Figure 4: Pairwise distributional difference test results for Llamav2-7B on IPIP 300 dataset.

Figure 4 visualizes the pairwise distributional difference test results for the Llama2-7B model, showing the statistical differences in scores across different prompt variations.

Figure 5: Pairwise distributional difference test results for Llamav2-13B on IPIP 300 dataset.

Figure 5 visualizes the pairwise distributional difference test results for the Llama2-13B model, showing the statistical differences in scores across different prompt variations.

Figure 6: Pairwise distributional difference test results for Llamav2-70B on IPIP 300 dataset.

Figure 6 visualizes the pairwise distributional difference test results for the Llama2-70B model, showing the statistical differences in scores across different prompt variations.

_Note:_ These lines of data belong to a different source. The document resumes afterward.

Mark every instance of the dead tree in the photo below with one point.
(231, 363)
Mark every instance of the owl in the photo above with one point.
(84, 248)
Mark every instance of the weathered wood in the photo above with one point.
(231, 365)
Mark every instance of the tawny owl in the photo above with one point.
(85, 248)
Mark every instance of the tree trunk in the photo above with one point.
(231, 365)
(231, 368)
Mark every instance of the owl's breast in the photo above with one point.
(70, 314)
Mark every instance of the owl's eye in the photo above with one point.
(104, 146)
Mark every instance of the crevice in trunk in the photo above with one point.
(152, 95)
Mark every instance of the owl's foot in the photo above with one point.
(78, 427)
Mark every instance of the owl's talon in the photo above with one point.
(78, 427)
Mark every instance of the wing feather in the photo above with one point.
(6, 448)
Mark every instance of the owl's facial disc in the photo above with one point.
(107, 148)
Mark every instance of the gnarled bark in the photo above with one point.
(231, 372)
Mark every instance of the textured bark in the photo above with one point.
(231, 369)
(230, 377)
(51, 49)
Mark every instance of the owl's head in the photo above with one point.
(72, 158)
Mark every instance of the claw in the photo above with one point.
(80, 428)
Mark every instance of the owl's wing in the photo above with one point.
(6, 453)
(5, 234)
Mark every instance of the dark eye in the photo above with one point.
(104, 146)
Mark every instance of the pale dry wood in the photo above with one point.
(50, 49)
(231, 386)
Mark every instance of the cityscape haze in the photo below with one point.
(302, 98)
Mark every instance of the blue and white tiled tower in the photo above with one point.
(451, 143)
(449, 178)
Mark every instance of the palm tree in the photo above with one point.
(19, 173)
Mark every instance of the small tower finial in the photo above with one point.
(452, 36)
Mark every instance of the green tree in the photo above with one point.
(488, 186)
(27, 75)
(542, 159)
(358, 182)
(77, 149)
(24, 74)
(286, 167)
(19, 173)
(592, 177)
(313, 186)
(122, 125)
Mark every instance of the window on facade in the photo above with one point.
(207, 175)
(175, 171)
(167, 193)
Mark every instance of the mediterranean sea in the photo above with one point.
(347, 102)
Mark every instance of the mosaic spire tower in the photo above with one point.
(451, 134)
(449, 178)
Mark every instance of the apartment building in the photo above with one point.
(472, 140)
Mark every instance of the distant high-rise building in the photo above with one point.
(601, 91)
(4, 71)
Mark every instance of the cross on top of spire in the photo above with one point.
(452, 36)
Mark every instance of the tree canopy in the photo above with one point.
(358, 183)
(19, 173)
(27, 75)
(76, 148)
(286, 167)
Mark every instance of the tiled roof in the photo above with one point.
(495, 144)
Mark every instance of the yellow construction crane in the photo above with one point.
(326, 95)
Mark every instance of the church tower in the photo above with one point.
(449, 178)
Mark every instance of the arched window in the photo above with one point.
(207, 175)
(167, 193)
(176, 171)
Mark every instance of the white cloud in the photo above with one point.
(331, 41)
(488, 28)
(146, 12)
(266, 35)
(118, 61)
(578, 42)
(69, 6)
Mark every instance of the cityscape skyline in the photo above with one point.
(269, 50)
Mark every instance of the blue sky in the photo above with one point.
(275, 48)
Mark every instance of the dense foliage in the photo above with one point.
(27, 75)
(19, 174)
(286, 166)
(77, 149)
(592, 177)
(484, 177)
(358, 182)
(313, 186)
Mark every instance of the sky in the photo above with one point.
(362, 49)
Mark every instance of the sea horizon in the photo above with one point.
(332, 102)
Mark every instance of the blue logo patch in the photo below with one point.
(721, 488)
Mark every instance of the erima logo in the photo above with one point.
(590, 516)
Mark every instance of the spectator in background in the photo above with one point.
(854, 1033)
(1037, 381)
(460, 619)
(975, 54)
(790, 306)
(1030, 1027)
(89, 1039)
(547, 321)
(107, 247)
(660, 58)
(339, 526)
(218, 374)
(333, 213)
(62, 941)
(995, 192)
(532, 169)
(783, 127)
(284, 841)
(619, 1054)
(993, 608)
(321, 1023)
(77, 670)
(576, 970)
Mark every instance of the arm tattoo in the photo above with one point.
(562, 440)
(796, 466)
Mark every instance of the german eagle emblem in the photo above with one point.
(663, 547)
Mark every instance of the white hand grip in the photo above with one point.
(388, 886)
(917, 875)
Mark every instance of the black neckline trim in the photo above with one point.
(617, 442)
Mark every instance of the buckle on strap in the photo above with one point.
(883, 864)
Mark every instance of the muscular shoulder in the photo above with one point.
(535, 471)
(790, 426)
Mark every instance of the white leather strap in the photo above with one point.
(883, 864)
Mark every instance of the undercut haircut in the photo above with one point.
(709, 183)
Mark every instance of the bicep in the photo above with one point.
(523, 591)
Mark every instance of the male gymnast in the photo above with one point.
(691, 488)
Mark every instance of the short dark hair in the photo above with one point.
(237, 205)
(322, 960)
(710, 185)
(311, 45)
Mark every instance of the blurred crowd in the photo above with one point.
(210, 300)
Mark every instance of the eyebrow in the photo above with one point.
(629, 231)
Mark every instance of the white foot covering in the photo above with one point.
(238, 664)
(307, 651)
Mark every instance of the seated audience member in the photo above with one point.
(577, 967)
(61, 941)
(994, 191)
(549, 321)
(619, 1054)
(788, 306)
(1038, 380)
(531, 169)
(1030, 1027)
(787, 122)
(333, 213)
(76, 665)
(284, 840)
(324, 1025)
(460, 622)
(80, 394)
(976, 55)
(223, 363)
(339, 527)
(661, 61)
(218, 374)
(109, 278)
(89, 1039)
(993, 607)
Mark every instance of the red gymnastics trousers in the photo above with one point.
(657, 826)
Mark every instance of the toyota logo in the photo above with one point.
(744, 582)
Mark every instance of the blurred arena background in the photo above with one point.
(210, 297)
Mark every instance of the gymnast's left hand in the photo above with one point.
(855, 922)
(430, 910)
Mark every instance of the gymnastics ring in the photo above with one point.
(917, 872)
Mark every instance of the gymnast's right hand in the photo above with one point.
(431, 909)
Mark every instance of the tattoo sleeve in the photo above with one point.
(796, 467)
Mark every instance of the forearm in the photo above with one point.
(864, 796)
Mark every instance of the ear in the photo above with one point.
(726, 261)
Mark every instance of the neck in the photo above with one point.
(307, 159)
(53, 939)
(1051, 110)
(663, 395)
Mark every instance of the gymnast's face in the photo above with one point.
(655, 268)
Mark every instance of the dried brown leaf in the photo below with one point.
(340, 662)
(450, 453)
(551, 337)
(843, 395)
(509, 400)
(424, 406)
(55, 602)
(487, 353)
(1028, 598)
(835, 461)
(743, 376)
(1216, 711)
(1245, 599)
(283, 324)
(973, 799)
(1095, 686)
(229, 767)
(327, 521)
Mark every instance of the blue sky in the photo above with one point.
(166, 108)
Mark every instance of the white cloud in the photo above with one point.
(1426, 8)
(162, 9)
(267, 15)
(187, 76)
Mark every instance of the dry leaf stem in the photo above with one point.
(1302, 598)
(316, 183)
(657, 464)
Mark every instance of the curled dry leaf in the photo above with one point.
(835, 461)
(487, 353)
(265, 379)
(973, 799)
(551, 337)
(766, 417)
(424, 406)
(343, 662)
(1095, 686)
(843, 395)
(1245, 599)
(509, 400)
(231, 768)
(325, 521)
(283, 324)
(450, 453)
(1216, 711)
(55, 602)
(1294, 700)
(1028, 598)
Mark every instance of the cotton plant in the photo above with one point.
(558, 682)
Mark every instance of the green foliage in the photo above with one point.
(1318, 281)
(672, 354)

Implications and Conclusion

The findings strongly suggest that self-assessment tests are unreliable measures of personality in LLMs. The sensitivity to prompt variations and option order undermines the validity of using these tests to quantify LLM behavior. The paper recommends against using these instruments and encourages the research community to explore more robust measures of personality in LLMs. The authors also raise the question of whether LLMs are even capable of introspection, a prerequisite for accurately answering self-assessment questions.

Future Directions

Future research should focus on developing alternative methods for evaluating LLM personality that account for the unique characteristics of these models. Collaboration between experts in AI, psychology, and linguistics is needed to create more robust and meaningful measures of LLM behavior.